Burnham, it seems to me, lacks this lightness of touch: when he won’t stop banging on about the fact he grew up in the north, it feels uncomfortably like he means it. And to take yourself seriously in politics is sometimes to invite others to make jokes at your expense.

Then again, perhaps the problem is that Burnham isn’t quite sincere enough. Sadiq Khan genuinely is the son of a bus-driving immigrant: he may keep going on about it, but it is at least true. Burnham’s “just a northern lad” narrative is true, too, but excludes some crucial facts: that he went to Cambridge, and was working in Parliament aged 24. Perhaps that shouldn’t change how we interpret his story; but I fear, nonetheless, it does.
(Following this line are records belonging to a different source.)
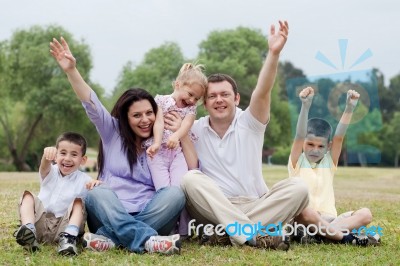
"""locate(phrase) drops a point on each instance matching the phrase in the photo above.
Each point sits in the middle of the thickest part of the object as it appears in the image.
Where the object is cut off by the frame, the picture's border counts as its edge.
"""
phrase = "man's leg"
(353, 220)
(103, 205)
(207, 204)
(286, 199)
(163, 210)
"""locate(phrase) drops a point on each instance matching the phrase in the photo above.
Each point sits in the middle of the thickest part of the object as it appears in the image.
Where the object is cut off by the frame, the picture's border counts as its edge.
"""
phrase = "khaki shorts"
(332, 219)
(49, 227)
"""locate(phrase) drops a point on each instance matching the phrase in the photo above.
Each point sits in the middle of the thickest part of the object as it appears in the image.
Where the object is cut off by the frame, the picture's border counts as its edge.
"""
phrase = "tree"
(240, 53)
(36, 100)
(155, 74)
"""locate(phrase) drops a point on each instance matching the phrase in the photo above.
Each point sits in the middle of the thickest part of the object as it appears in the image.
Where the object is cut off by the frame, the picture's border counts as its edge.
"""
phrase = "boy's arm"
(306, 96)
(49, 155)
(158, 129)
(260, 101)
(187, 123)
(67, 62)
(337, 141)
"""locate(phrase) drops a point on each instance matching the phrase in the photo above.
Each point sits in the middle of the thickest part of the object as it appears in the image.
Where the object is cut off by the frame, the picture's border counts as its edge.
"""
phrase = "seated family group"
(160, 171)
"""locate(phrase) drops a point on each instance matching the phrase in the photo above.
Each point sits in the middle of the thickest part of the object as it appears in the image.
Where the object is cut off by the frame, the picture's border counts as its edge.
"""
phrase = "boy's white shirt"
(58, 192)
(319, 178)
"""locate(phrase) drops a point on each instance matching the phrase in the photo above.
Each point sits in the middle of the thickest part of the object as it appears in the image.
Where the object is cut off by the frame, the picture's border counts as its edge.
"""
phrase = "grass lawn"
(375, 188)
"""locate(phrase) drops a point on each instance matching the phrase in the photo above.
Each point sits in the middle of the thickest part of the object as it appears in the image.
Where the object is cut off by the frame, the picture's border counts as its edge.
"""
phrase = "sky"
(124, 30)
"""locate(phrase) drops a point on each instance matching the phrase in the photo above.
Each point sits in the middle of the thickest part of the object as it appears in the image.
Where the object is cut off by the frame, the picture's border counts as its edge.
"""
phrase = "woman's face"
(141, 118)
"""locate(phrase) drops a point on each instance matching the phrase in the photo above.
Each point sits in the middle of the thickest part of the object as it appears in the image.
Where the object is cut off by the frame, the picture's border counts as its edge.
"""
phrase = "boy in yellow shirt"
(314, 158)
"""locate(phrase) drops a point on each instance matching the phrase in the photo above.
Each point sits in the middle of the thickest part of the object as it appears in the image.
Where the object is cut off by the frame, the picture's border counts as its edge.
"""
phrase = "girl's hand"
(93, 183)
(306, 96)
(62, 54)
(352, 99)
(173, 142)
(152, 150)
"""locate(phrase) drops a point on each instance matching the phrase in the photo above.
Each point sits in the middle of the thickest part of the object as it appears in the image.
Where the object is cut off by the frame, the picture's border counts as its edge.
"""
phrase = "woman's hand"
(172, 121)
(62, 54)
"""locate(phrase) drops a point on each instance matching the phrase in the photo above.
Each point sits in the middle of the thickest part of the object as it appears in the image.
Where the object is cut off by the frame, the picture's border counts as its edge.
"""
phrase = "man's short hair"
(319, 128)
(215, 78)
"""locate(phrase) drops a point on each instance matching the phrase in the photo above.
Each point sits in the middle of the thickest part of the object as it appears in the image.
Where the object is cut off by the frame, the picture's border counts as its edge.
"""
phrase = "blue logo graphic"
(329, 101)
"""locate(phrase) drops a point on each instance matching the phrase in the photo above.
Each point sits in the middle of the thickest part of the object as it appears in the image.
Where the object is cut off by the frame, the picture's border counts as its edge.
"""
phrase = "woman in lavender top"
(126, 210)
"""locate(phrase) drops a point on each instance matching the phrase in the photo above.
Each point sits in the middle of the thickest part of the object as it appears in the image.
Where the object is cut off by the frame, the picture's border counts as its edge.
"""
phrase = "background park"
(37, 104)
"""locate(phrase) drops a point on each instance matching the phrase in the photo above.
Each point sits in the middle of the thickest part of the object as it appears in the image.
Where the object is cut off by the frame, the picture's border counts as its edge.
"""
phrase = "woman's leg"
(110, 219)
(163, 210)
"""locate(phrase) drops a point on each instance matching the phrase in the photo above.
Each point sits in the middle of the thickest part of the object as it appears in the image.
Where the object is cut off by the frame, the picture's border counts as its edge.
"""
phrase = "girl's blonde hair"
(192, 73)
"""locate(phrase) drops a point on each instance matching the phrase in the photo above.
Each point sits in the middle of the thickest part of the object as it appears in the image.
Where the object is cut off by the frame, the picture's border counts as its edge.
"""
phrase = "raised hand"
(277, 39)
(50, 153)
(152, 150)
(173, 142)
(93, 183)
(352, 99)
(306, 96)
(62, 54)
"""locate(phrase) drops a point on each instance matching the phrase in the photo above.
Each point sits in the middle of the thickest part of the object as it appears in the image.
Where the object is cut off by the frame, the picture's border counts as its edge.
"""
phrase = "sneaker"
(67, 245)
(164, 244)
(302, 237)
(366, 240)
(273, 242)
(26, 238)
(97, 242)
(215, 240)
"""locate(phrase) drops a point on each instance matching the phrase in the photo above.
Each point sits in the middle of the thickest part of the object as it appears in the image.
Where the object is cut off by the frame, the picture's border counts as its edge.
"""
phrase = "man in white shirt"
(230, 189)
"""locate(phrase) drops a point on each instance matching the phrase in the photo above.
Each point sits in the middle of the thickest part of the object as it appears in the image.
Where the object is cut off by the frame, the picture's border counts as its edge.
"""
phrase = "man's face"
(221, 101)
(315, 148)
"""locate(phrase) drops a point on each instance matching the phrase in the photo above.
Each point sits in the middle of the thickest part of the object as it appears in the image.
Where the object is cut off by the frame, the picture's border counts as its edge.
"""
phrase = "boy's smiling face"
(315, 148)
(69, 157)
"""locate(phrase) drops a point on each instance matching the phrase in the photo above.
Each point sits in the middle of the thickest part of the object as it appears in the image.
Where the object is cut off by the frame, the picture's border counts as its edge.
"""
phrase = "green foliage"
(36, 102)
(238, 53)
(155, 74)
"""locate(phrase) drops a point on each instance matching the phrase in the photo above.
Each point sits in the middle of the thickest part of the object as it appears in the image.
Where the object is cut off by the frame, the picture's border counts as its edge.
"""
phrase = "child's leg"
(309, 216)
(27, 209)
(75, 218)
(184, 220)
(70, 225)
(178, 167)
(353, 220)
(159, 168)
(27, 235)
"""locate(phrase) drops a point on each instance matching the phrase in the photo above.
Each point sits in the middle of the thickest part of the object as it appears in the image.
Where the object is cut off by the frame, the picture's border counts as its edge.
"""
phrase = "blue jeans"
(108, 217)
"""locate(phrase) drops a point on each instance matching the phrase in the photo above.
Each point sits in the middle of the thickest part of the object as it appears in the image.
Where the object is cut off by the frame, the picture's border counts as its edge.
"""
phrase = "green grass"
(375, 188)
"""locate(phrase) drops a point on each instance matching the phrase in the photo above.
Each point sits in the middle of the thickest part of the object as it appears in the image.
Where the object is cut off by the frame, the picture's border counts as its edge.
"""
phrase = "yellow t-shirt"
(319, 178)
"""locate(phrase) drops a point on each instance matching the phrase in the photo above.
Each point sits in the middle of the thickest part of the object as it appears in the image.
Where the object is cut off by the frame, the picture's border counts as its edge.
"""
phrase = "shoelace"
(159, 245)
(101, 245)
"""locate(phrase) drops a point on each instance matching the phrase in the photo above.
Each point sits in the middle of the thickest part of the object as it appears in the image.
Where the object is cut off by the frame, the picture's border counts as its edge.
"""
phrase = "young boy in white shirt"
(57, 214)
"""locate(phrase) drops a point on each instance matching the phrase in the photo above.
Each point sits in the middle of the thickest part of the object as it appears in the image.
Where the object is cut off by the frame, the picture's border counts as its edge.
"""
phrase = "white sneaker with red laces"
(164, 244)
(97, 242)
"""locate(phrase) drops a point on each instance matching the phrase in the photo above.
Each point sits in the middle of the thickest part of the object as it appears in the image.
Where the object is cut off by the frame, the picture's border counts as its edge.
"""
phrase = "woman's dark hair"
(120, 112)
Maybe that’s not it, though: maybe I’m just another London media snob. Because Burnham did grow up at the disadvantaged end of the country, a region where, for too many people, chasing opportunities means leaving. The idea London is a city where the son of a bus driver can become mayor flatters our metropolitan self-image; the idea that a northerner who wants to build a career in politics has to head south at the earliest opportunity does the opposite. 

So if we roll our eyes when Burnham talks about the north, perhaps that reflects badly on us, not him: the opposite of northern chippiness is southern snobbery.

There’s one last possibility for why we may rate Sadiq Khan more highly than Andy Burnham: Sadiq Khan won. We can titter a little at the jokes and the fibs but he is, nonetheless, mayor of London. Andy Burnham is just the bloke who lost two Labour leadership campaigns.

At least – for now. In six weeks time, he’s highly likely to the first mayor of Greater Manchester. Slipperiness is not the worst quality in a mayor; and so much of the job will be about banging the drum for the city, and the region, that Burnham’s tendency to wear his northernness on his sleeve will be a positive boon.

Sadiq Khan’s stature has grown because the fact he became London’s mayor seems to say something, about the kind of city London is and the kind we want it to be. Perhaps, after May, Andy Burnham can do the same for the north – and the north can do the same for Andy Burnham.